Mind is your sixth sense (the other five being those of touch, sound, sight, taste and smell) and it is the Mind wallowing in the world-process that is in a state of unabated agitation. In reflecting imprints it is taking shape and quality all the time, rendering concentration on any one topic impossible for you. This problem is universal and plagues all age-groups from High School students preparing for their examinations to adults like you who seek to know the purpose of life.
In order to obtain concentration of Mind one has to release its multi-pointed grips on world-objects in the first instance. This preliminary process of withdrawal of the Mind is known in Patanjali-Yoga as pratyahara. It is an arduous process and may take years of practice in the syllabus of hata-yoga. The withdrawn Mind is next coaxed and coerced to settle on one point at will; and this the second stage is called dharana. The object of concentration could be your favourite deity (ishta-devata) or a mantra. This is done since the Mind has not been habituated to be without a thought and so would not know what to do with itself, if it is deprived of its raison d’etre, its pillar and prop.
After the Mind becomes disciplined in dharana, it is placed on its own source, namely the life-energy. This is the beginning of Meditation or dhyana – not Meditation itself in entirety. You would observe that what has been popularised as Transcendental Meditation (TM) is only dharana and not full-fledged dhyana in the correct sense of the term.
As I said, the Mind, formless in its native state, takes the shape and quality of what it settles on. In dhyana, the Mind is focussed on the energy-particles constituting life and so becomes subtle, for that is the characteristic of the basic energy-particle akash which is the first of the five physical division (pancha-boothams). The Mind thus rendered extremely subtle is now able to travel up to and experience the Source and Origin of the life-energy itself which is the Absolute beyond Which and other than Which there is naught else. That is, the Mind becomes co-equal (or samam in Tamil) with Adhi or the Beginning. This is the state of Samadhi which has to be an experience and not mere intellection. It is here that Meditation becomes complete.

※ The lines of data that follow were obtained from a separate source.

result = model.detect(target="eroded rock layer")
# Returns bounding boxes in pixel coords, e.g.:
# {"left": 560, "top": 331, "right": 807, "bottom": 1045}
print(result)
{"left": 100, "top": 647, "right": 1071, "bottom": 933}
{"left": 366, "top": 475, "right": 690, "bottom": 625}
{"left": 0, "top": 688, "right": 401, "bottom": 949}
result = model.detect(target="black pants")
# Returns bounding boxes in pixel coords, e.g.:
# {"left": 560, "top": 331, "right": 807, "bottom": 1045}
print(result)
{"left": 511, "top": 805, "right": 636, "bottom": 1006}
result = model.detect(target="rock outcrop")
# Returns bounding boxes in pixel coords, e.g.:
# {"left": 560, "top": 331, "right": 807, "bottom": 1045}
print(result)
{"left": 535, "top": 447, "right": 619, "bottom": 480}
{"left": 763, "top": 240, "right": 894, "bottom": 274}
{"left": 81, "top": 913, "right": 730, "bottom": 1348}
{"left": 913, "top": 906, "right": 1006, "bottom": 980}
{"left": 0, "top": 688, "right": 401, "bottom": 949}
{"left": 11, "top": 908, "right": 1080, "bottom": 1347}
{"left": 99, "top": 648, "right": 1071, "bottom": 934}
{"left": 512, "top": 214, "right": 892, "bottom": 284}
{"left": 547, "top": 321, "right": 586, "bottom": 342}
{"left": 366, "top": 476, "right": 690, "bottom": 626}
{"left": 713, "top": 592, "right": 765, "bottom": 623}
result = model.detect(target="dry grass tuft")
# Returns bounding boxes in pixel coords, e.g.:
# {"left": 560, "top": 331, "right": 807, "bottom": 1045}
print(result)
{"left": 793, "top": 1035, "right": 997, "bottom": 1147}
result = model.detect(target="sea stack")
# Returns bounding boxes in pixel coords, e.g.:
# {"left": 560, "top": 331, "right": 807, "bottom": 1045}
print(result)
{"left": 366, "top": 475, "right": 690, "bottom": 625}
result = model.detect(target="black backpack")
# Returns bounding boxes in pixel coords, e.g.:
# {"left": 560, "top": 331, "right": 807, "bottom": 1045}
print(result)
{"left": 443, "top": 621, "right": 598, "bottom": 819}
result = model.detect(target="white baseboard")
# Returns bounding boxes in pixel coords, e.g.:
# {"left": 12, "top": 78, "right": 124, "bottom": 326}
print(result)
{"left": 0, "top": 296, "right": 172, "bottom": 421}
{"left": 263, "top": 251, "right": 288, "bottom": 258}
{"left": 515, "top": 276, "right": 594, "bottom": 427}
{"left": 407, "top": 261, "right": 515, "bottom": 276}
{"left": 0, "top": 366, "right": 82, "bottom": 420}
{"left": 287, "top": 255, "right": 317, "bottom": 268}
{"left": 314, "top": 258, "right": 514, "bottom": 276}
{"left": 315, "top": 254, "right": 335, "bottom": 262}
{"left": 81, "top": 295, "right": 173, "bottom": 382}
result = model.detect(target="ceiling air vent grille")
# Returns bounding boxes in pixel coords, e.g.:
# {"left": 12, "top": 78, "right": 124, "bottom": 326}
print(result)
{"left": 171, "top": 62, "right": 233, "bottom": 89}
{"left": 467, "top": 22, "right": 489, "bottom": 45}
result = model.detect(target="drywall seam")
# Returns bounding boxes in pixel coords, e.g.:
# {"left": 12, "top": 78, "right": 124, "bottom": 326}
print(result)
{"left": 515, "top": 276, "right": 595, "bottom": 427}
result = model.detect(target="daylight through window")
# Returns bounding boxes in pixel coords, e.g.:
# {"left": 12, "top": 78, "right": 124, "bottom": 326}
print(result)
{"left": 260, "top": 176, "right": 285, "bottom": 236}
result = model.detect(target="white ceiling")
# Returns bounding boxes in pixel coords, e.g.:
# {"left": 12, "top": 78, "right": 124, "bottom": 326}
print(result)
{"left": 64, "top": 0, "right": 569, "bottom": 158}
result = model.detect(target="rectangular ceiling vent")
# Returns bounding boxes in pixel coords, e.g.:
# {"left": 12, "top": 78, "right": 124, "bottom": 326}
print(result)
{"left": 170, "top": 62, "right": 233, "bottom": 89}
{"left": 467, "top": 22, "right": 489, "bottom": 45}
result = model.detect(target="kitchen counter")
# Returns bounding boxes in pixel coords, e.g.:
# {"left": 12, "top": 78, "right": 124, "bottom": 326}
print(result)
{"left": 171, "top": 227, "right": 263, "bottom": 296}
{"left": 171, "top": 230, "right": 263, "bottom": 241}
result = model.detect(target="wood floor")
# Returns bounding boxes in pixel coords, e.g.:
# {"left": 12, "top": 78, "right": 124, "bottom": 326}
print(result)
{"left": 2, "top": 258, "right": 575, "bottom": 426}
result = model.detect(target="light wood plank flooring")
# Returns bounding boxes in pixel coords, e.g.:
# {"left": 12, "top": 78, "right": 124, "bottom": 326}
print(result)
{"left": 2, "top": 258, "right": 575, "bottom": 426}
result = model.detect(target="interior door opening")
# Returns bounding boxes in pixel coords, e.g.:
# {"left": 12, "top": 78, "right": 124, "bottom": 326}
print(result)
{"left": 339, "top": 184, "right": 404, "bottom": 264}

In the early stages, fleeting Samadhi would come to be experienced, as indicated by a sense of Bliss (Anandham) that is all-too-brief in duration. In due course it could lead to nirvikalpa Samadhi during which consciousness of world objects would not be present. This again is an interim stage.
Through assiduous application the Bliss can be retained with Awareness for 24 hours of the day. This is sahaja-samadhi which does not interfere with the discharge of your worldly duties and responsibilities. Unfailing Virtue will inform all your activities here.
In my method I am guiding you to an intellectual understanding of this culminating state of Consciousness in the first instance, and then persuading you to apply plus-and-minus corrections to your mode of living so that it may be brought into consonance with the purpose of life which is Liberation sans phrase. You can practise my method without fanfare and unobtrusively wherever you happen to be – whether at home or place of work. Progress will be steady and sure, as sincere and diligent practitioners have discovered for themselves.